NAME

BuildForge::Services::DBO::LDAP


SYNOPSIS

        use BuildForge::Services;
        $conn = new BuildForge::Services::Connection($hostname);
        $token = $conn->authUser($user, $pass);
        
        # Getting existing domains
        $allDomains = BuildForge::Services::DBO::LDAP->findAllDomains($conn);
        $olddomain = BuildForge::Services::DBO::LDAP->findByDomain($conn, 'DomainName');
        # Getter / setter functions
        $id = $olddomain->getDomain();
        $adminCN = $olddomain->getAdminCN();
        $authGroupDN = $olddomain->getAuthorizedGroupDN();
        $bindUserAccount = $olddomain->getBindUserAccount();
        $displayName = $olddomain->getDisplayName();
        $distinguishedName = $olddomain->getDistinguishedName();
        $groupName = $olddomain->getGroupName();
        $groupSearchBase = $olddomain->getGroupsSearchBase();
        $groupUniqueIdentifier = $olddomain->getGroupsUniqueIdentifier();
        $hostName = $olddomain->getHost();
        $mailName = $olddomain->getMailName();
        $mapAccessGroups = $olddomain->getMapAccessGroups();
        $searchBase = $olddomain->getSearchBase();
        $uniqueIdentifier = $olddomain->getUniqueIdentifier();
        
        $olddomain->setDomain('New Name For Domain');
        $olddomain->setAdminCN('cn=Administrator,cn=users,dc=example,dc=com');
        $olddomain->setAuthorizedGroupDN('');
        $olddomain->setBindUserAccount(1);
        $olddomain->setDisplayName('displayname');
        $olddomain->setDistinguishedName('distinguishedname');
        $olddomain->setEncryptedPassword($password);
        $olddomain->setGroupName('memberof');
        $olddomain->setGroupsSearchBase('');
        $olddomain->setGroupsUniqueIdentifier('');
        $olddomain->setHost('ldap.example.com:389');
        $olddomain->setMailName('mail');
        $olddomain->setMapAccessGroups(1);
        $olddomain->setSearchBase('');
        $olddomain->setUniqueIdentifier('sAMAccountName=%');
        $olddomain->update();
        
        # Domain creation, updating, deletion
        $newdomain = new BuildForge::Services::DBO::LDAP($conn);
        $newdomain->setDomain('New Build Domain');
        $newdomain->create();
        $newdomain->setDomain('Different Name');
        $newdomain->update();
        
        $newdomain->delete();
        BuildForge::Services::DBO::LDAP->deleteByDomain($conn, $olddomain->getDomain());
                
        $conn->logout;
        $conn->close;


DESCRIPTION

LDAP allows you to create, access, and delete BuildForge LDAP domains.


METHODS

new BuildForge::Services::DBO::LDAP(connection, {LDAPParamsHashRef})

Returns a new instance of an LDAP object.

connection

A connected BuildForge::Services::Connection object.

LDAPParamsHashRef

An optional reference to a hash containing any or all of the following fields.

domain

The name/ID for this LDAP domain.

adminCN

The account to use when searching the LDAP server database for this LDAP domain.

authorizedGroupDN

The distinguished name of an LDAP group that should be allowed to log in to the Management Console.

bindUserAccount

This determines whether the system attempts to validate the user's credentials.
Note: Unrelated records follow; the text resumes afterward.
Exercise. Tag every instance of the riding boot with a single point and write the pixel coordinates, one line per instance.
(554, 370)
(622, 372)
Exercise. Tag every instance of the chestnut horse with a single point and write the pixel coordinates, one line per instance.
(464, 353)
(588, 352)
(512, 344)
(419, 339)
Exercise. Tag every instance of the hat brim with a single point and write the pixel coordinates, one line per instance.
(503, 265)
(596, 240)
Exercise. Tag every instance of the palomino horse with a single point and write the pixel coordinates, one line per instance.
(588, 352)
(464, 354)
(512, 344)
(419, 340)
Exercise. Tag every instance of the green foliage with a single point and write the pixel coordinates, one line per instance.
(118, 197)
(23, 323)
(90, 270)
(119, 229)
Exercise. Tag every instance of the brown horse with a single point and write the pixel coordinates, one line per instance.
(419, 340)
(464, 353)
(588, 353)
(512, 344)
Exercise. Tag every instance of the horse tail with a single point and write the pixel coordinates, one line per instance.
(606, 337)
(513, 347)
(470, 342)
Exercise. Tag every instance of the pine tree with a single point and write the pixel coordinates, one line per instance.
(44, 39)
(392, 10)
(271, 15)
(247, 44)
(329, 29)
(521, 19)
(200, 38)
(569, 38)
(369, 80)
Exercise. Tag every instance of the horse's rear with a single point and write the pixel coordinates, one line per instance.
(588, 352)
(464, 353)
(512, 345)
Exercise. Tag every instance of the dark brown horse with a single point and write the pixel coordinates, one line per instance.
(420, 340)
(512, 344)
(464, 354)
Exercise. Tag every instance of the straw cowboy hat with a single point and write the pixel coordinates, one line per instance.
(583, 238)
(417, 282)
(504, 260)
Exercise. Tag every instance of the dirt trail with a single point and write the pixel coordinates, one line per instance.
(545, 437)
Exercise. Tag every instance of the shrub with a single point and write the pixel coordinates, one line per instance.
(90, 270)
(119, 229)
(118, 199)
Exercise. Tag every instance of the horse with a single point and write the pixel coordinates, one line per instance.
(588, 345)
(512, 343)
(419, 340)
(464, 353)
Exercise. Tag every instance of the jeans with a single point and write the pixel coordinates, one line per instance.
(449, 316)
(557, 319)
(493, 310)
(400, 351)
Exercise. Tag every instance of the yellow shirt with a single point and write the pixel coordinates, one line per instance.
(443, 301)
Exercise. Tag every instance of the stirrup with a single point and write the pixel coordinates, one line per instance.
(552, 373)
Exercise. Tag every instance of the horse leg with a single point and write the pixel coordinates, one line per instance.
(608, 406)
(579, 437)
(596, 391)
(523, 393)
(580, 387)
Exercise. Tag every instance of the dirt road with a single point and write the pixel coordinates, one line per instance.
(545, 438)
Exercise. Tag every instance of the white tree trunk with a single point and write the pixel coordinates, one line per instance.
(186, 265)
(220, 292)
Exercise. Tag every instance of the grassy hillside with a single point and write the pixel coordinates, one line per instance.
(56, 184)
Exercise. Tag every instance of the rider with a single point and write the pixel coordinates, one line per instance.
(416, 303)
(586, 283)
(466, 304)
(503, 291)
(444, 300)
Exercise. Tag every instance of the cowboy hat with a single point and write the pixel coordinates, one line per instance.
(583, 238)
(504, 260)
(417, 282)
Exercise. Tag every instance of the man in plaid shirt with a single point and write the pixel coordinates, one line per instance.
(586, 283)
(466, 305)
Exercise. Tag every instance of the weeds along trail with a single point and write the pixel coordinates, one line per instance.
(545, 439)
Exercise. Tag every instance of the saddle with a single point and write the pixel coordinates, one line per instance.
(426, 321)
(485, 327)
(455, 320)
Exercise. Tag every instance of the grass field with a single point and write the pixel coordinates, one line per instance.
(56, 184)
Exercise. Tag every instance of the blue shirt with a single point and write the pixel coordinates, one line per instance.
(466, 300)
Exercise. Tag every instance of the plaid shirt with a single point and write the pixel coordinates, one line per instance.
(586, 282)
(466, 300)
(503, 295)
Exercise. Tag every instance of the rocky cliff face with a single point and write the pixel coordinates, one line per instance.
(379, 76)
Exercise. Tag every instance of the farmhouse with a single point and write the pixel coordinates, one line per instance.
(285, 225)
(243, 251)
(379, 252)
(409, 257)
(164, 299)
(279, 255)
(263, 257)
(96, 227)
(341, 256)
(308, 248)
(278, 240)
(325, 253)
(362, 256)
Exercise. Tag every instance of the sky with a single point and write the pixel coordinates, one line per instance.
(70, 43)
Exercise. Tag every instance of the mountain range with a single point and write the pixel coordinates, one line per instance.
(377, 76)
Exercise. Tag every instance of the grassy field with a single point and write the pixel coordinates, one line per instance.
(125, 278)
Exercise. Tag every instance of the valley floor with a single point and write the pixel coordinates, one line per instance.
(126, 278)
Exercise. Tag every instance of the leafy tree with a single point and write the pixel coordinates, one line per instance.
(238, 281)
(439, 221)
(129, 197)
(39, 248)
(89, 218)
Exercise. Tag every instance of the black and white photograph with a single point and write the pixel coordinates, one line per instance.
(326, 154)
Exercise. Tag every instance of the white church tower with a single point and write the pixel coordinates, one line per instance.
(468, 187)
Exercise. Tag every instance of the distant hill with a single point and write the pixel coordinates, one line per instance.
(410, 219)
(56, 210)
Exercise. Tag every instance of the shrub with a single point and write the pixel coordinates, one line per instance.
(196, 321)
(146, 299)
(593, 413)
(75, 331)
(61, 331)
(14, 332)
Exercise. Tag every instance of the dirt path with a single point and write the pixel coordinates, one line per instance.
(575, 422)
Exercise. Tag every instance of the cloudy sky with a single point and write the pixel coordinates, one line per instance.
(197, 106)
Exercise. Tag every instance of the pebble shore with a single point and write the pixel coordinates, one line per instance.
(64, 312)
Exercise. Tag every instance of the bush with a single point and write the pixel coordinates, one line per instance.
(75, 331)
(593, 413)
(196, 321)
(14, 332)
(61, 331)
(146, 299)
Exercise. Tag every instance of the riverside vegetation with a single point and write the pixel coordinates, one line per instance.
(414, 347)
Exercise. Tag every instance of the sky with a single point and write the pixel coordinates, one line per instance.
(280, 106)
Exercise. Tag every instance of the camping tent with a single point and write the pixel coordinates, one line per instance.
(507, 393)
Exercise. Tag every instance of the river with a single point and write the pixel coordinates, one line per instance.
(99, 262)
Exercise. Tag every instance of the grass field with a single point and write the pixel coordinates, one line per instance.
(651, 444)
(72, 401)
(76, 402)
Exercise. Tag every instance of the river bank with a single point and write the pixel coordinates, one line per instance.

When this parameter evaluates to true (the default), the system uses the credentials supplied at login to re-bind with the LDAP server and validate the credentials. Otherwise, the system assumes that the username passed in has already been validated (as in a single-signon environment) or that some external password validation mechanism has been supplied to the Management Console.

displayName

The keyname in the LDAP schema that holds the user's full name for this LDAP domain.

distinguishedName

The keyname in the LDAP schema that holds the Distinguished Name for a user account in this LDAP domain.

encryptedPassword

The password for logging in to this LDAP domain.

groupName

The keyname in the LDAP schema that holds the list of groups the user is a member of. This group list drives the authentication permissions and access permissions.

groupsSearchBase

The search string used to query LDAP records for group data.

groupsUniqueIdentifier

The field in the LDAP database that should be compared against the user login to uniquely identify the user, used to filter the user's data from the group table(s).

host

The hostname (and, optionally, port, separated by a ':') for the LDAP server.

mailName

The keyname in the LDAP schema that holds the user's email address.

mapAccessGroups

Whether or not to whether or not the system tries to map group information from the LDAP server to access groups in the Management Console to determine what groups an LDAP user should be a member of. Yes if this evaluates to true, no otherwise (the default).

protocol

Identifies the protocol Build Forge uses to read and write data from the directory service for the purpose of authenticating Build Forge users. The default is 'ldap'.

searchBase

The search string used to query LDAP records for users.

uniqueIdentifier

The field in the LDAP database that should be compared against the user login.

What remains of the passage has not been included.